Overview

This article provides a step-by-step walkthrough for importing a Bank Statement PDF using the Unstructured Data Accelerator (UDA) and generating bank statements containing synthetic data values. The following bank statement will be used for this example and is attached at the bottom of this article.

 


Objective

A user wants to generate 10 bank statements containing only synthetic test data. The following values will change on the bank statement: 

  • Account Name
  • Account Number
  • Opening Balance
  • Closing Balance
  • Statement ID
  • Transaction Details - Debit, Credit, and Balance (for each transaction)


Note: To keep this example simple, currency formatting will not be applied to the debit, credit, and balance values. 


In This Article


Prerequisites

  1. Verify the source PDF meets defined requirements - UDA currently only supports digital PDF source files. To see the full list of requirements and limitations, please take a moment to view the UDA Overview page.

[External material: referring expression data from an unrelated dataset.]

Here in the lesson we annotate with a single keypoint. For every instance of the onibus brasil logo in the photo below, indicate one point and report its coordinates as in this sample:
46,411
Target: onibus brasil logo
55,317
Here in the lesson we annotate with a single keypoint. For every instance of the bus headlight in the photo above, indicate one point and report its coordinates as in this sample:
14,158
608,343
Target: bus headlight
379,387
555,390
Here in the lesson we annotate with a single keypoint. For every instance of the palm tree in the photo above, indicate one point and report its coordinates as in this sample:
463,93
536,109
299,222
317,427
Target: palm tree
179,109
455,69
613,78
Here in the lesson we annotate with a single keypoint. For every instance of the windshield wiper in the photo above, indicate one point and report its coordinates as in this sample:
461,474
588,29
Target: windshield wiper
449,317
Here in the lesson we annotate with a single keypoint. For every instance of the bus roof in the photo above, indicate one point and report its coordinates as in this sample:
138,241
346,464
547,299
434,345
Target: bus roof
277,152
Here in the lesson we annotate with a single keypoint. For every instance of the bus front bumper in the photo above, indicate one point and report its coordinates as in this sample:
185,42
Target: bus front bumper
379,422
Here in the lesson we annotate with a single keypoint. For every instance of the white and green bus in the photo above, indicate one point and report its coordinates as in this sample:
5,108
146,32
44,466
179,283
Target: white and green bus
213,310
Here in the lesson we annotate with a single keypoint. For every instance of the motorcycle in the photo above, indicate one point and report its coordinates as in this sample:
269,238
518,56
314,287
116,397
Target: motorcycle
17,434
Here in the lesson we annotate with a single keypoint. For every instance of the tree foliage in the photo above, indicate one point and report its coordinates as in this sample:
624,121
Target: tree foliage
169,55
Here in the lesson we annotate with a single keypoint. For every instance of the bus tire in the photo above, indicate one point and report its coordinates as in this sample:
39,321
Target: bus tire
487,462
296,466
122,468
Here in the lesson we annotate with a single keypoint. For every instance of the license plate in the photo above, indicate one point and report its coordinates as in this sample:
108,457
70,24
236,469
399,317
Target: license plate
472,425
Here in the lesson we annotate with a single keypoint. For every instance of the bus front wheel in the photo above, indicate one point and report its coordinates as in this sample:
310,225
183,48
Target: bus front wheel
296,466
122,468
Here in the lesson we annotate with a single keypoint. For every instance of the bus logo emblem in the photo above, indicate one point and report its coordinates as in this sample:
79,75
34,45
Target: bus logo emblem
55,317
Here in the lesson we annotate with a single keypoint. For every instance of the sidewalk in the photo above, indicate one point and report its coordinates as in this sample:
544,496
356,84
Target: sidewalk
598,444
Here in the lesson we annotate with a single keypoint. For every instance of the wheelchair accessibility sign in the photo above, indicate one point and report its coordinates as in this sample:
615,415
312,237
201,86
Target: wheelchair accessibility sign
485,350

  2. Complete the initial environment setup - All prerequisites are covered in this article, including links to install the GenRocket Runtime - UDA Environment Initial Setup Steps. 


Step 1 - Import the PDF to create a Template

  1. Create or select a Project and Project Version.
  2. Expand the New Domain menu and select Import from PDF.




  3. Browse and select the source PDF file, then save.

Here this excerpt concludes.